The International Monetary Fund (IMF) cleared payment to Pakistan of a final $102 million tranche in a $6.4 billion three-year programme.
The decision to release the final tranche worth $102 million of the three-year programme came after a review of the country’s economic performance that found it was meeting most reform indicators but still needed to broaden the tax net, according to IMF press release.
An International Monetary Fund (IMF) staff mission, led by Harald Finger, conduct discussions in Dubai on the twelfth and final review of Pakistan’s economic program supported by a three-year IMF Extended Fund Facility (EFF) arrangement (See Press Release No. 13/322). The staff team met with Pakistan Finance Minister Ishaq Dar, State Bank of Pakistan (SBP) Governor Ashraf Wathra, and other senior officials.
At the conclusion of the mission, Harald Finger said in a statement, the agreement is subject to approval by the IMF Management and the Executive Board. Upon completion of this review, SDR 73 million (about US$102 million) will be made available to Pakistan.
The release of the final tranche is subject to approval by the IMF’s executive board though that is considered a formality.

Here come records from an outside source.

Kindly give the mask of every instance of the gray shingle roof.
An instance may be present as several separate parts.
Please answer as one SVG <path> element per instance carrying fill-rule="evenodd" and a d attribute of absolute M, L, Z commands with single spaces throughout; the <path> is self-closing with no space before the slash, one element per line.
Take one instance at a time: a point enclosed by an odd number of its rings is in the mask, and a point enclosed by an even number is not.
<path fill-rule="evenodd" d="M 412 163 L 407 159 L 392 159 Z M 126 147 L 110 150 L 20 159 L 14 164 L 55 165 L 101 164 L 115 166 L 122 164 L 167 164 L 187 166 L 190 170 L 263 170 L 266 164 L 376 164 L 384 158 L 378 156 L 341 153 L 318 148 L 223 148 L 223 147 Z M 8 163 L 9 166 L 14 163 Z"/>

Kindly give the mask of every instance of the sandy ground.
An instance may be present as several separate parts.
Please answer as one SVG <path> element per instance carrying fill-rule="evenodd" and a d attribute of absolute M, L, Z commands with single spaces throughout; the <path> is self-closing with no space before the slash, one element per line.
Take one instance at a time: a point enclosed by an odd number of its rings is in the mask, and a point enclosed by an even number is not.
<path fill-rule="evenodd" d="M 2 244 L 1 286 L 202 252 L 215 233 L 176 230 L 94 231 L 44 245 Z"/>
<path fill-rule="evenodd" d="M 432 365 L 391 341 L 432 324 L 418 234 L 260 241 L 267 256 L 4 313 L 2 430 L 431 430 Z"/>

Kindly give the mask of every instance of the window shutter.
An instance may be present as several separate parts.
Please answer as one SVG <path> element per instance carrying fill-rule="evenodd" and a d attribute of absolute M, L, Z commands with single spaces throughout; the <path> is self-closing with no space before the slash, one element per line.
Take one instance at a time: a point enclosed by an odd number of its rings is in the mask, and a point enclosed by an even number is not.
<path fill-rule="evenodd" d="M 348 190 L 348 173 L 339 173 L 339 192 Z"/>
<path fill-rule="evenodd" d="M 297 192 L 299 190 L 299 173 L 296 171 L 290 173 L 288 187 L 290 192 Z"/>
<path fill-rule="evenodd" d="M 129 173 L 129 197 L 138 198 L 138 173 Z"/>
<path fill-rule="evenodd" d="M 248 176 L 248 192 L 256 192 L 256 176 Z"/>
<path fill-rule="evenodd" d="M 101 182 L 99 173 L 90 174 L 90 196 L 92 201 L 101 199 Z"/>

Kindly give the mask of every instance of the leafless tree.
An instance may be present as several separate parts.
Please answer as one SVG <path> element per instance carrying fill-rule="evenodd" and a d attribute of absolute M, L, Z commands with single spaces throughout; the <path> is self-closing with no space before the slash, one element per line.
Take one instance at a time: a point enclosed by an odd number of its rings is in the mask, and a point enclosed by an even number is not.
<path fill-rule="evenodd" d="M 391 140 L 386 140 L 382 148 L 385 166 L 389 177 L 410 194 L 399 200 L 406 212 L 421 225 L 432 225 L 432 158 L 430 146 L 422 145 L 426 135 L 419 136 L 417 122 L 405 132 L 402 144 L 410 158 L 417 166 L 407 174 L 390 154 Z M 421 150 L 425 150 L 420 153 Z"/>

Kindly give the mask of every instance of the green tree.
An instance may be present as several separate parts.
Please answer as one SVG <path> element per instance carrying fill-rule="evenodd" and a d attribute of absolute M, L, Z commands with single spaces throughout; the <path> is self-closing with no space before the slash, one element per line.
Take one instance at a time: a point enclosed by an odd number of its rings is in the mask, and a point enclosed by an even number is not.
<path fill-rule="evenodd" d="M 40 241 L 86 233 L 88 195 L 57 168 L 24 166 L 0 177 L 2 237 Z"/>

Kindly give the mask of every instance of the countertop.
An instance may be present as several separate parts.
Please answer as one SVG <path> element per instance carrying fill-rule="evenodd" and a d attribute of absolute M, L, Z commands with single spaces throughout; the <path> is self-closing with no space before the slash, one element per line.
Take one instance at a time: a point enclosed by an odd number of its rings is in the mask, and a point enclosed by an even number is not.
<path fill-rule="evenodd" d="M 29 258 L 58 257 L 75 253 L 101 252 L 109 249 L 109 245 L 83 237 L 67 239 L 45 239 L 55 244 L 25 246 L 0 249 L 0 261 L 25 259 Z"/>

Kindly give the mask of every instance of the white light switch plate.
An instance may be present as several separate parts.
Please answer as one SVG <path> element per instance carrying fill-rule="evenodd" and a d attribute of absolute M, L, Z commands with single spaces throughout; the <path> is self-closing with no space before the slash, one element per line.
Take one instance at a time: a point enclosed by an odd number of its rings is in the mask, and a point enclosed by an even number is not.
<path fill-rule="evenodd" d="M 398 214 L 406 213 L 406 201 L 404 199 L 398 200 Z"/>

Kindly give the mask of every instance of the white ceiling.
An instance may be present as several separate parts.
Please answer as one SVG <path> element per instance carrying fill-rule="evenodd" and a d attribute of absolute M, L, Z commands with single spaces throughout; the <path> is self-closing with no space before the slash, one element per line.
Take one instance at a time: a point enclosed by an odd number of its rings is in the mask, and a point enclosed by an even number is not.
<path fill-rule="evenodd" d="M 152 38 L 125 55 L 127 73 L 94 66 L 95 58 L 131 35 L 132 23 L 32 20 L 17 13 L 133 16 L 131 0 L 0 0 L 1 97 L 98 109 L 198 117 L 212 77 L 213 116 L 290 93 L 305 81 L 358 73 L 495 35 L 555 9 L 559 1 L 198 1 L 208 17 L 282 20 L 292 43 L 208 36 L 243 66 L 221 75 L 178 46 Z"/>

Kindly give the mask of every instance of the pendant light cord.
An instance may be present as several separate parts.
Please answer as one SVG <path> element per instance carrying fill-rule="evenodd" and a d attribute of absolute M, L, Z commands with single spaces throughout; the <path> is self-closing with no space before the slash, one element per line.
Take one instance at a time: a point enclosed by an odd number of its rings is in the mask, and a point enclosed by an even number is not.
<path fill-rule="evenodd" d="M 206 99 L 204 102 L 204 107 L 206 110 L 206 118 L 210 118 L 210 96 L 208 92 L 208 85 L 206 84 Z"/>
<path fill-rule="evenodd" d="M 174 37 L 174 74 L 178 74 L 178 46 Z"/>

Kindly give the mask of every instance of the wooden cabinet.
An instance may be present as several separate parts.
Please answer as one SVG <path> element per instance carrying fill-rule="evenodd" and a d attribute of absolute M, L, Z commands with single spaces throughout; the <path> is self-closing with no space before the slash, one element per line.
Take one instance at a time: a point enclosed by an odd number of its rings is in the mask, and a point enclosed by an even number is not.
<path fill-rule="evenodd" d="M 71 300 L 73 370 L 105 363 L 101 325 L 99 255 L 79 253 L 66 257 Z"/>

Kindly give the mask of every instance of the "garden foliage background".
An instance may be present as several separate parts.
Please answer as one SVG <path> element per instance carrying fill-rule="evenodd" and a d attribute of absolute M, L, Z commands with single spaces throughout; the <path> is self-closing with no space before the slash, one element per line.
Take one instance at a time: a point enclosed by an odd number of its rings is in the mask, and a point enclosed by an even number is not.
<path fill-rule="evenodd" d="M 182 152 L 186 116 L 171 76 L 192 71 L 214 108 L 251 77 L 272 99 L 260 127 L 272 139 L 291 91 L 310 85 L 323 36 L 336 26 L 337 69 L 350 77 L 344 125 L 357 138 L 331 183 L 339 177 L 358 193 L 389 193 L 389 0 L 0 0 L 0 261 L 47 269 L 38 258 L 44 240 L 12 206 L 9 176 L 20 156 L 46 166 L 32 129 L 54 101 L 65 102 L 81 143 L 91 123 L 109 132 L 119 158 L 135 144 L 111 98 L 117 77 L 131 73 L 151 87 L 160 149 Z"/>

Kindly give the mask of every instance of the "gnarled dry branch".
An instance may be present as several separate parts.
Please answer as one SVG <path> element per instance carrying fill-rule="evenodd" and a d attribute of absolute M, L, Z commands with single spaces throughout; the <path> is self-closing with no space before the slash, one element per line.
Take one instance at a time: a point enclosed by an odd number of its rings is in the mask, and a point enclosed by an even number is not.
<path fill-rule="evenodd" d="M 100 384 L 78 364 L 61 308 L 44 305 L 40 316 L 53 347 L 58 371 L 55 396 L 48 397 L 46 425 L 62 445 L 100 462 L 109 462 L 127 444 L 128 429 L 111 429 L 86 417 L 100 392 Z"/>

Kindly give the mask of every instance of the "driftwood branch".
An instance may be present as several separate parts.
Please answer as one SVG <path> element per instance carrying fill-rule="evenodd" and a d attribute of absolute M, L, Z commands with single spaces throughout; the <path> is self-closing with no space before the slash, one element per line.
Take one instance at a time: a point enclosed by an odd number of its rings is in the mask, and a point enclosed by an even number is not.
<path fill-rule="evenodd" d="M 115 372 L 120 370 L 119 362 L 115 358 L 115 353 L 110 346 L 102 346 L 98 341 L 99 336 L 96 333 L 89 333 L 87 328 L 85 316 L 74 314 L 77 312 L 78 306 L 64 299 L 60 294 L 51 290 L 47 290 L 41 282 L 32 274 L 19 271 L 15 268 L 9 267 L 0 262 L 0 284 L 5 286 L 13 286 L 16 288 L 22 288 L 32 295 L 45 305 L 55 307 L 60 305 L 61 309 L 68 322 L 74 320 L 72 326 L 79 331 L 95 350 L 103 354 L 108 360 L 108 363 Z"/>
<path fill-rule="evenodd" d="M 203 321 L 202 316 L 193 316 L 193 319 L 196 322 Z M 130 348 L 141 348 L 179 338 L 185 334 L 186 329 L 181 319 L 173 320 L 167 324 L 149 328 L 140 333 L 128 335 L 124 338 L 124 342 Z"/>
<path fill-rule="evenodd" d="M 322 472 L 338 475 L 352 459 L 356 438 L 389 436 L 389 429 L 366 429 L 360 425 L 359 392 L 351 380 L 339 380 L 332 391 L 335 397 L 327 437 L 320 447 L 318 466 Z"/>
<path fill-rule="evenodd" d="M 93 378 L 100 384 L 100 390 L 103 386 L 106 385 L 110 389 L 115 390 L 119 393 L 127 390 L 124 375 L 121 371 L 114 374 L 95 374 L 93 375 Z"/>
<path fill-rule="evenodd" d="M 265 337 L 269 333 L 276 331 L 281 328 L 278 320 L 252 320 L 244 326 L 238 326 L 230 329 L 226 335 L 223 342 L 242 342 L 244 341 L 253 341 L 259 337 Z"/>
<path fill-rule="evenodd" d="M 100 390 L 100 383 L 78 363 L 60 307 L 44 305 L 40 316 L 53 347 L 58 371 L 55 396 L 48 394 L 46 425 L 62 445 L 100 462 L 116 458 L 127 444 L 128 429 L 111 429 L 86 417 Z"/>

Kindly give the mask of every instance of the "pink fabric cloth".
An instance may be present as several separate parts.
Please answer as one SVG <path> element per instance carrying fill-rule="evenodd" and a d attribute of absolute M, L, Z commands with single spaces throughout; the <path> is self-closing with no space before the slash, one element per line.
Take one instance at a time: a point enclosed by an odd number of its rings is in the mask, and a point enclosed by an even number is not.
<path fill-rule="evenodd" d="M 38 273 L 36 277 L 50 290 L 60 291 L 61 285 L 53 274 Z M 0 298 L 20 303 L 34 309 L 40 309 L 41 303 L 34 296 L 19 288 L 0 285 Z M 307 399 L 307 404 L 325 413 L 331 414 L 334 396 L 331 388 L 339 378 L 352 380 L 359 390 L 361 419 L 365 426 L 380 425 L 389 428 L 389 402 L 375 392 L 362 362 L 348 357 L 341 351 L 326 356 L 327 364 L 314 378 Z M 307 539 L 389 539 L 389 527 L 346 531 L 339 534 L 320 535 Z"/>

"Growth is expected to reach 5 percent in FY 2016/17, supported by buoyant construction activity, strengthened private sector credit growth, and an investment upturn related to the China Pakistan Economic Corridor (CPEC). Nevertheless, a challenging global environment and declining exports are weighing on growth prospects. Average inflation is expected at around 5.2 percent in FY 2016/17, remaining well-anchored by continued prudent monetary policy. Gross international reserves reached US$18.1 billion at end-June 2016, covering over four months of prospective imports", Harald Finger added.